Kashmiri footballer recalls life under curfew distress

With the enforced lockdown in Kashmir, skipper Mohammed Asrar talks about how he relied on his FC Bengaluru United teammates and coaching staff for emotional support.

Mohammed Asrar was perennially afraid for his family’s safety during the curfew in Kashmir.   -  Special Arrangement

Only a few months ago, Mohammed Asrar was thrilled to move to Bengaluru from his home in Kashmir. He was set to be a key striker for his new club FC Bengaluru United, a welcome change from getting minimal playing time at Lonestar Kashmir FC.

The joy, however, would be short-lived. Just four days after his arrival here, a lockdown was enforced in Kashmir. Faced with little or no communication with his family, Asrar suffered through a period of great distress.

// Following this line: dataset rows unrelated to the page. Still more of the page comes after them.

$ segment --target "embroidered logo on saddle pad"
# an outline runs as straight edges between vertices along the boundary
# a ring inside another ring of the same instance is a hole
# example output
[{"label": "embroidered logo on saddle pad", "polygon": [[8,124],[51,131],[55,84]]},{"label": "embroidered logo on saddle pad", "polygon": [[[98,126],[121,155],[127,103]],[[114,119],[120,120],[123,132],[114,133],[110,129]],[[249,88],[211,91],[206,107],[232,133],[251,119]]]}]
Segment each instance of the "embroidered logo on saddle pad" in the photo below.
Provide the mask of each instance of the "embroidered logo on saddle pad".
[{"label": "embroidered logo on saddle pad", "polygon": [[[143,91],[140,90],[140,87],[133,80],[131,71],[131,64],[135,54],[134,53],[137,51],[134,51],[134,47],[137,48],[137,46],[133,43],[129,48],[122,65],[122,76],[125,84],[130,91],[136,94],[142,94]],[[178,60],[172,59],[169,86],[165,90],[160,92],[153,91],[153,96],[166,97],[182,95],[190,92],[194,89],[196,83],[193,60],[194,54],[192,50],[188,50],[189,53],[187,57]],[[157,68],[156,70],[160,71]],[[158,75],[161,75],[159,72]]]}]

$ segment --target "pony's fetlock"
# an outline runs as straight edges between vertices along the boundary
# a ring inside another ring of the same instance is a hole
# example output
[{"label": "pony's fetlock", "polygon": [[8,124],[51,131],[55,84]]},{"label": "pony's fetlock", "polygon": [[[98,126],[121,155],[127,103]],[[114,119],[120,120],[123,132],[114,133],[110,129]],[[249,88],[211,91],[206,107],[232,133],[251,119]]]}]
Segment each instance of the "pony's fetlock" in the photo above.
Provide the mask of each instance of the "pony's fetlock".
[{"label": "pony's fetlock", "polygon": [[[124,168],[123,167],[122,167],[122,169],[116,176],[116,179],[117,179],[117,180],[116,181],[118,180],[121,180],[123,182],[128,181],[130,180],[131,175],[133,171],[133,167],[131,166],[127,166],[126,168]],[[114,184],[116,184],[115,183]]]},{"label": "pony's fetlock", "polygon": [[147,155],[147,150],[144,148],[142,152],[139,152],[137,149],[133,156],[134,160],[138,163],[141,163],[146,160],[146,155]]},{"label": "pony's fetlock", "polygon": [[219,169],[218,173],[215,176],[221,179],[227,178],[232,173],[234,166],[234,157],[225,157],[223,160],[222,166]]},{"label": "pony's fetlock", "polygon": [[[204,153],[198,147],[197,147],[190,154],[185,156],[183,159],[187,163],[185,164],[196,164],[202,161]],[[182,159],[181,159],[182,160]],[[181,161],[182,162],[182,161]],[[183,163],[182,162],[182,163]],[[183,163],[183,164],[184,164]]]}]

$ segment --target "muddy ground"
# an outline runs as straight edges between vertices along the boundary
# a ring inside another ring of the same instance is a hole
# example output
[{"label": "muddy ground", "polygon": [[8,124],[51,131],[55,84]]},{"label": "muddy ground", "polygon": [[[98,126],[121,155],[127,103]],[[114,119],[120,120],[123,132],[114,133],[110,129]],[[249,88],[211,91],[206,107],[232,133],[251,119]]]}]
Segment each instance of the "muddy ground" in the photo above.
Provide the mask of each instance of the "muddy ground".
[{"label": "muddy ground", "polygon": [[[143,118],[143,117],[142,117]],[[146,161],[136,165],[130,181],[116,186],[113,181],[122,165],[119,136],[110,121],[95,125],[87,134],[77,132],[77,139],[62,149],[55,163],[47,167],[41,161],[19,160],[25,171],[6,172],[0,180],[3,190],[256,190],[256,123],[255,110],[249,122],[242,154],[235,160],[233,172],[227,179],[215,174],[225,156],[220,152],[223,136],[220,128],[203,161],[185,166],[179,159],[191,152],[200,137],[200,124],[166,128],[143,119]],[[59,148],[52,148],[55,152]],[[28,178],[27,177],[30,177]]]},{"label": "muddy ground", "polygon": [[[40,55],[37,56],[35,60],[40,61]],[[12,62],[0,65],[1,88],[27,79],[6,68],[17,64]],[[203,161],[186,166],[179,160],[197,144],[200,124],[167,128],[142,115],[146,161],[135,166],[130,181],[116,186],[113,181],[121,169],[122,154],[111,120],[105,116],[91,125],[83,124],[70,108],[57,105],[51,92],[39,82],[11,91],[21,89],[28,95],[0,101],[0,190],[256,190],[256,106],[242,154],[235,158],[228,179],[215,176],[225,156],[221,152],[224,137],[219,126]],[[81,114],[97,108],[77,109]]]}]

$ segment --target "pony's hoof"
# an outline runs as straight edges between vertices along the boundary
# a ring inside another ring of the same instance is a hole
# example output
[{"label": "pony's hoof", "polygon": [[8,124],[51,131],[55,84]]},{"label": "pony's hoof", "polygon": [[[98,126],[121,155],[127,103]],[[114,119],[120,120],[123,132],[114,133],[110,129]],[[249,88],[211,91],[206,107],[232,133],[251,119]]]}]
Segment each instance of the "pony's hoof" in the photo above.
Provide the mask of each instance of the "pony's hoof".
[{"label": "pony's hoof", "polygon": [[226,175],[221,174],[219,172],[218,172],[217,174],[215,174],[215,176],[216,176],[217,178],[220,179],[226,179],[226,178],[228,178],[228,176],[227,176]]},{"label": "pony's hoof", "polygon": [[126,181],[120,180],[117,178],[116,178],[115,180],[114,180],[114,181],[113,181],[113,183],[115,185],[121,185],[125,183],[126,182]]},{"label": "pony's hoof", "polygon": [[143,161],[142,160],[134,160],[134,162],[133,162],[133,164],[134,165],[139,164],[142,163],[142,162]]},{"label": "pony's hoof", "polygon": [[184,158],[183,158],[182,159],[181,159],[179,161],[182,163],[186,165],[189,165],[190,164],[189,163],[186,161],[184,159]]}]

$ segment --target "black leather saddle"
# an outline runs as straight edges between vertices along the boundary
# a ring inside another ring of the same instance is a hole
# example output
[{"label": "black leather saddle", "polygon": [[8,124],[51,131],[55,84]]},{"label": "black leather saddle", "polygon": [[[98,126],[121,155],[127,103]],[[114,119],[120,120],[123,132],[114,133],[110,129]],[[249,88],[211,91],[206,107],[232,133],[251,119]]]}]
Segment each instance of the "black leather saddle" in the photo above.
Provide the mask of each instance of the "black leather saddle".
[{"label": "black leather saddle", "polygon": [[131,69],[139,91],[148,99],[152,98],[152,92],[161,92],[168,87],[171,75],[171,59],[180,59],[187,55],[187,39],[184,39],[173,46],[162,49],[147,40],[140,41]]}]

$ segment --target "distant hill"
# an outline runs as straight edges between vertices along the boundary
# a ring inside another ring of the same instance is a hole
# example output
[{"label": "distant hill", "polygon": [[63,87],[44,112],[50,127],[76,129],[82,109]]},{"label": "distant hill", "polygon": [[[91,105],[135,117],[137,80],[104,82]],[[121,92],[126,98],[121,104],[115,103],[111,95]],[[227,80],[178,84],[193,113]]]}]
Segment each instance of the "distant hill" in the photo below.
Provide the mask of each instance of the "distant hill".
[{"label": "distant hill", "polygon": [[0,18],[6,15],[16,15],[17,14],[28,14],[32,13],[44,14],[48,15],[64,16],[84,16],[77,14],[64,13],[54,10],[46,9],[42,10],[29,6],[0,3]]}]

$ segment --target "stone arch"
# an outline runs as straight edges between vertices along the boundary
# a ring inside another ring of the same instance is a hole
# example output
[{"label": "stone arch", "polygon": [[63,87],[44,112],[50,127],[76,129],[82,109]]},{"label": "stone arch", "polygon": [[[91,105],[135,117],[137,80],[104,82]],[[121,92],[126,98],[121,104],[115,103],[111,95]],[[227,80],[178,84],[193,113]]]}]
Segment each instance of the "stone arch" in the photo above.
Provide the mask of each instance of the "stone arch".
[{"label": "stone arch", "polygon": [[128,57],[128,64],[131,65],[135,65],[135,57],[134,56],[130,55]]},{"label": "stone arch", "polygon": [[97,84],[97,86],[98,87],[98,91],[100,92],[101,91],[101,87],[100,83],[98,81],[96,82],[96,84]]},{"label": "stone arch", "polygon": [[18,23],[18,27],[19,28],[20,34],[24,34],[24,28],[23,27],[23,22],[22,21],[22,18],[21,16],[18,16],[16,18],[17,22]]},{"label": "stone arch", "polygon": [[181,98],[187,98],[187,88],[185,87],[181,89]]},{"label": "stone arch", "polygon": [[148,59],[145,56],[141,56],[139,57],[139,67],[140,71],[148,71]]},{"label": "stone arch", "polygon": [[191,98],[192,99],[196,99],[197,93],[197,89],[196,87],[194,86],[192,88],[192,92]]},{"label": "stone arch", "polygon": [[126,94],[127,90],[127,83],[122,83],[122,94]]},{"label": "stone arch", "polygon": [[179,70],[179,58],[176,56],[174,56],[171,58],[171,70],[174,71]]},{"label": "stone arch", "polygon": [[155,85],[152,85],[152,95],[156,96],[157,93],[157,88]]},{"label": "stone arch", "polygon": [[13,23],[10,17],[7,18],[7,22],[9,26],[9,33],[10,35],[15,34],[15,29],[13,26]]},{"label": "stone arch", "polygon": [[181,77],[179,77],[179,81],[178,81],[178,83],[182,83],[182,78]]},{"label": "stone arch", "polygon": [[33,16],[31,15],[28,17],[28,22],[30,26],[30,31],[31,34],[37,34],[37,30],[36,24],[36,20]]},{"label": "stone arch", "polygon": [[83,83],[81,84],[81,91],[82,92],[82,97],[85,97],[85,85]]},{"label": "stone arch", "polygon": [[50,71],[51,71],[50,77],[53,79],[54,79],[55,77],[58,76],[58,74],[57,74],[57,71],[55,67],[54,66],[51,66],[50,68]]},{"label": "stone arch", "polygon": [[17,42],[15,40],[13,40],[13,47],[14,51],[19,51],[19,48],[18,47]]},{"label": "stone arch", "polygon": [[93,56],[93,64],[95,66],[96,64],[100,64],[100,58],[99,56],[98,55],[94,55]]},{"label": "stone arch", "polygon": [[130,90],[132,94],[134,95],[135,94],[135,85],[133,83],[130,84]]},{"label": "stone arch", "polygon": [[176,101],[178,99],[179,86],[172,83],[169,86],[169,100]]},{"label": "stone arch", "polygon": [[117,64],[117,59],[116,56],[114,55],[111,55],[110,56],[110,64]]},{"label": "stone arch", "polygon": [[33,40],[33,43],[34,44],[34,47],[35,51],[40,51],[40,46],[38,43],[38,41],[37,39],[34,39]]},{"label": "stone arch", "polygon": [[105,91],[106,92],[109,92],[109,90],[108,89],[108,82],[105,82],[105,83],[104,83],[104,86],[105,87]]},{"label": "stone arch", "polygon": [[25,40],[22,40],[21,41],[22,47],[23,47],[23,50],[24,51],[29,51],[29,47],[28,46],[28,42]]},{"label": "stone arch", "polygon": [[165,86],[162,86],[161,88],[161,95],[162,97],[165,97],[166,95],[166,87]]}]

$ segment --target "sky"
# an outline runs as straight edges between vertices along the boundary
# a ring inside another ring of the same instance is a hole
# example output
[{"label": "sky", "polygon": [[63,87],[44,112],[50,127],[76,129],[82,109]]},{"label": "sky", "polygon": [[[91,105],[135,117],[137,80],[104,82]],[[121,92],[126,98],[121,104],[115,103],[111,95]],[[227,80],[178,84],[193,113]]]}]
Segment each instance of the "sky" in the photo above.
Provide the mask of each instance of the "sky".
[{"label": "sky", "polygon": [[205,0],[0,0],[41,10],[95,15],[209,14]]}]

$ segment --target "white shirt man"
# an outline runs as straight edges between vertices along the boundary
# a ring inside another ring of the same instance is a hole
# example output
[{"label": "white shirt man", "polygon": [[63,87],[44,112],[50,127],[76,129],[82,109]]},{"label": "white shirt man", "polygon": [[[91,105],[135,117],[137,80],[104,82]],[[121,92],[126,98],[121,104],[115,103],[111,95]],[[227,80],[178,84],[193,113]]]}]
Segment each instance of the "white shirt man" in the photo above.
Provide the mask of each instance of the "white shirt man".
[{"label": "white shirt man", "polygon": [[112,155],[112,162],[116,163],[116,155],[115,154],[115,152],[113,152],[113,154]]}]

“I got to talk to my parents for just one minute every 10 days. My parents had to go to the airport and wait in queue for an hour to call me. My mother would cry every time we spoke. It was terrible,” Asrar said here.

The 21-year-old was perennially afraid for his family’s safety. “My parents and sister would say, ‘Don’t be scared even if we are unable to talk to you for months. We will be alive and safe’. That scared me. How is it possible to not get worried about your family? Every day we would read about the things happening back home, so it is natural to imagine the worst," Asrar said.

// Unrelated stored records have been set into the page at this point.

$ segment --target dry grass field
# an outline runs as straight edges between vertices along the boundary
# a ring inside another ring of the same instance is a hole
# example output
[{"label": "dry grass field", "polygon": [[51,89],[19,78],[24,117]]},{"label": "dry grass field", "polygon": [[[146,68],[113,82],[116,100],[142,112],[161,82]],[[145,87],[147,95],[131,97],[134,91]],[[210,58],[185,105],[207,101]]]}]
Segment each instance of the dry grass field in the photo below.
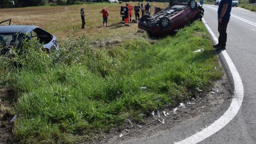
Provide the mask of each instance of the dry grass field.
[{"label": "dry grass field", "polygon": [[[145,4],[146,3],[144,1]],[[130,4],[136,5],[137,2]],[[124,5],[125,3],[123,3]],[[152,4],[152,12],[155,6],[164,8],[168,3]],[[85,35],[93,41],[116,39],[118,41],[136,38],[137,24],[124,27],[120,23],[120,7],[117,3],[92,3],[82,5],[62,6],[46,6],[16,9],[0,9],[0,21],[12,18],[12,25],[32,25],[39,26],[55,35],[59,40],[67,36]],[[84,8],[86,15],[85,29],[80,29],[80,10]],[[101,27],[102,14],[100,11],[106,8],[110,13],[108,27]],[[133,17],[134,11],[133,10]],[[134,17],[133,18],[135,18]]]}]

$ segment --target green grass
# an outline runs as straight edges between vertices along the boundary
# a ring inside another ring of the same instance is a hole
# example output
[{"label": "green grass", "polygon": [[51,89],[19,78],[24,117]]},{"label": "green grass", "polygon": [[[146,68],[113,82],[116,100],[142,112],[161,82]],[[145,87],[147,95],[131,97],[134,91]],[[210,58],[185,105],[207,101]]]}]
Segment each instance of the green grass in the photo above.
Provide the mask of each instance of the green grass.
[{"label": "green grass", "polygon": [[[1,82],[19,97],[17,138],[33,144],[94,139],[122,128],[127,118],[141,122],[153,110],[194,97],[197,87],[210,90],[221,69],[201,22],[191,26],[153,45],[140,37],[97,49],[83,36],[67,40],[58,53],[38,53],[32,42],[21,54],[0,57]],[[22,68],[16,70],[14,62]]]}]

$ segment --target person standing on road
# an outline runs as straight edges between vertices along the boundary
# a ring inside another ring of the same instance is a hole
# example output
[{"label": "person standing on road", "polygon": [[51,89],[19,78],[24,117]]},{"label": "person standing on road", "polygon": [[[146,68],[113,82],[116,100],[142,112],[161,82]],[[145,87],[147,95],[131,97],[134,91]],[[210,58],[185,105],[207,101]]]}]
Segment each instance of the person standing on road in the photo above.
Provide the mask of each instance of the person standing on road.
[{"label": "person standing on road", "polygon": [[218,31],[219,33],[219,43],[213,45],[216,51],[226,49],[227,27],[229,21],[232,8],[232,0],[221,0],[218,9]]},{"label": "person standing on road", "polygon": [[129,26],[129,9],[128,9],[128,3],[126,3],[126,6],[124,7],[125,15],[125,26]]},{"label": "person standing on road", "polygon": [[82,20],[82,27],[81,28],[84,29],[84,25],[85,25],[85,13],[84,13],[83,8],[82,8],[80,10],[80,13],[81,14],[81,19]]},{"label": "person standing on road", "polygon": [[[128,2],[127,3],[128,3]],[[129,9],[129,15],[130,15],[130,21],[131,21],[131,17],[132,15],[132,9],[133,9],[133,6],[130,5],[129,4],[128,4],[128,6],[127,6],[127,8],[128,8],[128,9]]]},{"label": "person standing on road", "polygon": [[123,5],[121,6],[121,9],[120,9],[120,15],[122,17],[122,23],[124,23],[124,7]]},{"label": "person standing on road", "polygon": [[149,4],[149,1],[147,1],[147,3],[146,4],[145,7],[145,9],[146,10],[146,14],[147,14],[149,16],[150,16],[150,10],[151,9],[151,6],[150,6],[150,5]]},{"label": "person standing on road", "polygon": [[104,9],[100,11],[102,14],[102,18],[103,19],[102,27],[104,27],[104,24],[106,23],[106,27],[108,27],[108,17],[109,17],[109,12],[107,9]]},{"label": "person standing on road", "polygon": [[143,3],[141,3],[140,6],[141,7],[141,17],[142,17],[144,15],[144,10],[145,10],[144,9],[144,5]]},{"label": "person standing on road", "polygon": [[139,18],[139,11],[140,10],[140,6],[139,6],[139,2],[138,3],[137,6],[134,7],[134,11],[135,11],[135,19],[136,21],[138,20]]}]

The forward was desperate to return home and check on his loved ones but decided against it. “If I had visited home, it would not have been easy to come back. My home is just four kilometres from the airport, but even travelling that short distance was tough because of the strict curfews,” Asrar said.

The FC Bengaluru United captain relied on his teammates and coaching staff for emotional support. “I can’t thank (FC Bengaluru United head coach) Richard Hood enough. Hood enquired about my family every day. He also gave me leave for Eid, so that I could travel to Chennai to meet my best friend. My friend is also from Kashmir, and it was nice to share my feelings with someone who was going through the same troubles. Hood, (first-team coach) Gouramangi Singh and my teammates stood by me during a horrible phase of my life,” he said.

The situation is comparatively better in the Valley now, with landlines and mobile phones back in use. “The Internet is still not working. There have been many articles written about me scoring goals here, but my parents have been unable to read anything,” Asrar said.

With his personal life now slowly getting back on track, Asrar can focus once again on football. “My only aim is to win the upcoming Hero Second Division League. We will give everything to win,” he said.